Yellen and the Fed Go Dark

The Federal Reserve is shifting from myopic qualitative rules to vague qualitative forms of discretion.
No, I don't feel like clarifying my last statement. Photographer: Andrew Harrer/Bloomberg
No, I don't feel like clarifying my last statement. Photographer: Andrew Harrer/Bloomberg

It's hard to believe now, but the Federal Reserve used to keep its policy decisions a secret until weeks after the fact. Announcements at the end of each meeting, much less the detailed explanations and the news conferences, are all recent practices. The Fed's latest policy statement, and subsequent comments by the central bank's new chief, Janet Yellen, both suggest that some policy makers are having some second thoughts about the push for greater transparency. Opacity is back on the menu.
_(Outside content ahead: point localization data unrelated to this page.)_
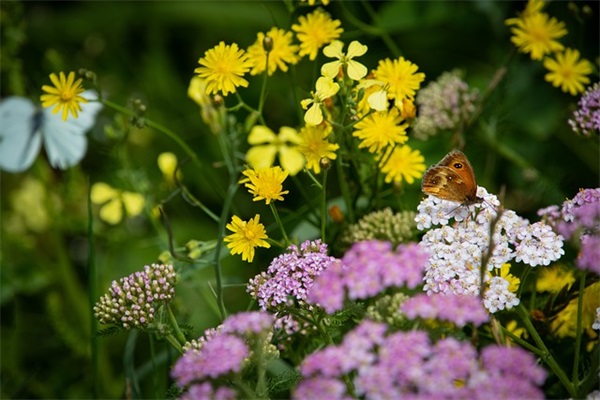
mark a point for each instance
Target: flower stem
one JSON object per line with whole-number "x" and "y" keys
{"x": 230, "y": 162}
{"x": 175, "y": 326}
{"x": 545, "y": 353}
{"x": 324, "y": 206}
{"x": 158, "y": 127}
{"x": 276, "y": 215}
{"x": 344, "y": 188}
{"x": 575, "y": 376}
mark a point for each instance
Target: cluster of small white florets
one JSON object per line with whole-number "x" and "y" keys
{"x": 458, "y": 250}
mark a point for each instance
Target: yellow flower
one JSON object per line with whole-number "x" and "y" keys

Compare the second-to-last full paragraph of today's statement to the last paragraph of the statement from Jan. 29. Gone is the so-called Evans Rule, which gave guidance about when the Fed would begin raising short-term interest rates based on a numerical threshold for unemployment. The rule was never very helpful anyway, because the Fed never said it would raise interest rates once unemployment fell below 6.5 percent, only that it would become less tolerant of inflation at that point. Since inflation is much slower than the target rate of 2 percent, the Evans Rule served only to confuse. In this case, less information about the Fed's intentions is clearly better.